Second on the ancient document express is the glorious work that is The Heliand. Far fewer people are aware of this work these days than perhaps ought to be, but this is hardly surprising given its general unusualness. The Old Saxon poem was written in the ninth century as a novel means to convey the Gospel to the hale and hearty types of Europe in a manner they could understand and appreciate. It reconstitutes the account in sagatic terms, with Christ as a sort of high chief, and the apostles his lesser thanes and vassals. The Literary Encyclopedia has this to say, on that score:
What is most striking about the poem, however, is its recasting of the gospel story in the terms of traditional heroic poetry, with its social world and its values of warriorship. The approach of the poet 'accommodates' the gospel narrative to the understanding and experience of the vernacular audience. Jesus and his disciples are reconceived as a lord and his retainers, the aristocratic ring-giver and battle-leader and his loyal warriors; the relationship, in particular, of Jesus and Peter is portrayed in heroic terms, leading to shame on the apostle's part when he denies his lord; Jesus goes heroically to his death, entering Jerusalem not on an ass but striding forward on foot.
Unfortunately, no full English translation exists on the Internet (as far as my searching can see), though there are certainly some in print, and available. However, a fully searchable version of it in the original tongue can be found here. See also the Wikipedia entry, which is all kinds of useful. I will be purchasing the most popular of English translations in the near future, and we'll see what we can do about getting some noteworthy passages up here for you.

==

There is much about noted cogitator and stevedore Eric Hoffer to be debated, but in his opposition to dehumanisation and self-imposed drudgery there is much also for the Chestertonian to admire. Some choice aphorisms follow:

"The compulsion to take ourselves seriously is in inverse proportion to our creative capacity. When the creative flow dries up, all we have left is our importance."

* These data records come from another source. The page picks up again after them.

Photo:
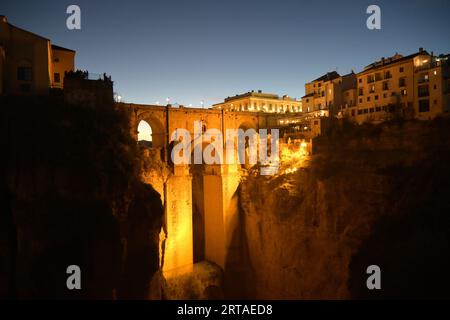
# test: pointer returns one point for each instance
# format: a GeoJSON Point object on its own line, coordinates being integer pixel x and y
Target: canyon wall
{"type": "Point", "coordinates": [71, 195]}
{"type": "Point", "coordinates": [369, 195]}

"Freedom means freedom from forces and circumstances which would turn man into a thing, which would impose on man the passivity and predictability of matter. By this test, absolute power is the manifestation most inimical to human uniqueness. Absolute power wants to turn people into malleable clay."

"No matter how noble the objectives of a government, if it blurs decency and kindness, cheapens human life, and breeds ill will and suspicion- it is an evil government."

"Both the revolutionary and the creative individual are perpetual juveniles. The revolutionary does not grow up because he cannot grow, while the creative individual cannot grow up because he keeps growing."

And, perhaps my favourite:

"People who bite the hand that feeds them usually lick the boot that kicks them."